Project finance pivots for 2026 closings
Carbon capture for ethanol used to rely on complex tax equity structures that turned many lenders away. The 2024 transferability regulations changed that. For 2026 financial closes, the practical playbook looks like this:
- Use 45Q transferability as the anchor of the revenue contract. Credit purchase agreements with investment‑grade buyers can sit beside offtake agreements for compression and transport. Keep payment timing inside IRS safe harbor windows and add robust recapture indemnities.
- Stage the capital stack to match state risk. Tranche construction debt by state, releasing proceeds only as easement milestones and state permits are satisfied. Use performance bonds and step‑in rights to protect lenders if a lateral stalls behind county lines.
- Hedge the carbon intensity path. Contract with independent lifecycle modelers to validate plant‑level CI improvements. Treat 45Z as upside until the rules are fully baked and your plant has verified scores.
- Share storage risk wisely. Storage take‑or‑pay contracts should be backed by Class VI permits in hand. Align recapture risk with the party best able to manage monitoring, reporting, and verification for the 12‑year 45Q period.
What about timing? The most likely pattern is late 2025 and 2026 final investment decisions tied to Iowa trunk segments and Minnesota border connections, followed by mobilization in early 2026 where rights‑of‑way are complete and storage is fully permitted. South Dakota laterals will be smaller and slower unless developers prove a voluntary model that communities welcome.

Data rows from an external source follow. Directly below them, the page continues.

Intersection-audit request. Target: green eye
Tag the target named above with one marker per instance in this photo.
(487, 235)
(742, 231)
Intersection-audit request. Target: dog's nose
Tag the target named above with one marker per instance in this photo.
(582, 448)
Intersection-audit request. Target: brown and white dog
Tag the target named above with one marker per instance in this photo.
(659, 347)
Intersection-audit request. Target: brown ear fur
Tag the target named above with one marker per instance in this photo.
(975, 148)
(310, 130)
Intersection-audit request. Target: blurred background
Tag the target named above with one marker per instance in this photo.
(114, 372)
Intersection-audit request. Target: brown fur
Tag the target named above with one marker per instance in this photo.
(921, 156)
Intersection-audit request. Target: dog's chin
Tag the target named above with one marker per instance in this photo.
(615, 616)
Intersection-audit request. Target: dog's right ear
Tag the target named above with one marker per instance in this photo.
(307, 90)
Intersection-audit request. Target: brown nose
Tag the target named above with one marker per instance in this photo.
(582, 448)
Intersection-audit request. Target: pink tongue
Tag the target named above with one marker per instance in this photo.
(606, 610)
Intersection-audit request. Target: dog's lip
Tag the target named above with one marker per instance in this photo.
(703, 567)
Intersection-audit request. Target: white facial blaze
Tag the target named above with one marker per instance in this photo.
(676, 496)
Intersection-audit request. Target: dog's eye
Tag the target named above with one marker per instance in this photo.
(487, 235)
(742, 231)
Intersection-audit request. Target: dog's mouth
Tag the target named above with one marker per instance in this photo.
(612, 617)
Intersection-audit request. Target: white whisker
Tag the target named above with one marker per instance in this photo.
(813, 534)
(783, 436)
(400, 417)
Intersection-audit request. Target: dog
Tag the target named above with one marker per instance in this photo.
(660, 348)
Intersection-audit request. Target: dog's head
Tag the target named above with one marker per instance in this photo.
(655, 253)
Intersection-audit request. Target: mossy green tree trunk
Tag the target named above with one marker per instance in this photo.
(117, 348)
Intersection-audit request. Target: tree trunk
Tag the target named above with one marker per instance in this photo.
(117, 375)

Winners, losers, and smart adaptations
- Likely winners: North Dakota storage operators, Iowa counties along trunk routes that secure durable easements, Minnesota plants that already sit on permitted corridors, and ethanol producers that lock in 45Q transfer agreements while 45Z rules mature.
- Pressured players: South Dakota ethanol plants that expected force‑majeure‑proof schedules from eminent domain. They will need bridge strategies, from temporary trucking of compressed CO2 to participating in scaled‑down, fully voluntary laterals.
- Quiet beneficiaries: Emergency response agencies along routes, as developers begin funding training and equipment repeatedly rather than once.
How the Corn Belt CCS map gets redrawn
The old vision was a straight line. The new one is modular: a backbone through Iowa, small but strategic crossings in Minnesota, and concentrated injection in North Dakota. South Dakota is not off the map, but it is on different terms that prize trust over leverage. Federal safety rules are coming, though on a timeline not entirely under PHMSA’s control. Developers who act like those rules are already real will have fewer surprises. And the economics are not a mystery: 45Q is the workhorse that pays for compression, pipe, and rock, while 45Z is a bonus that rewards cleaner gallons once Treasury finishes its homework.
If you build or finance this infrastructure, the lesson is not to wait. Treat every state as a separate investment case with its own permits, easements, and politics. Design the pipe for the next rulebook, not the last one. And build a storage‑first plan that can absorb route changes without recutting your wells.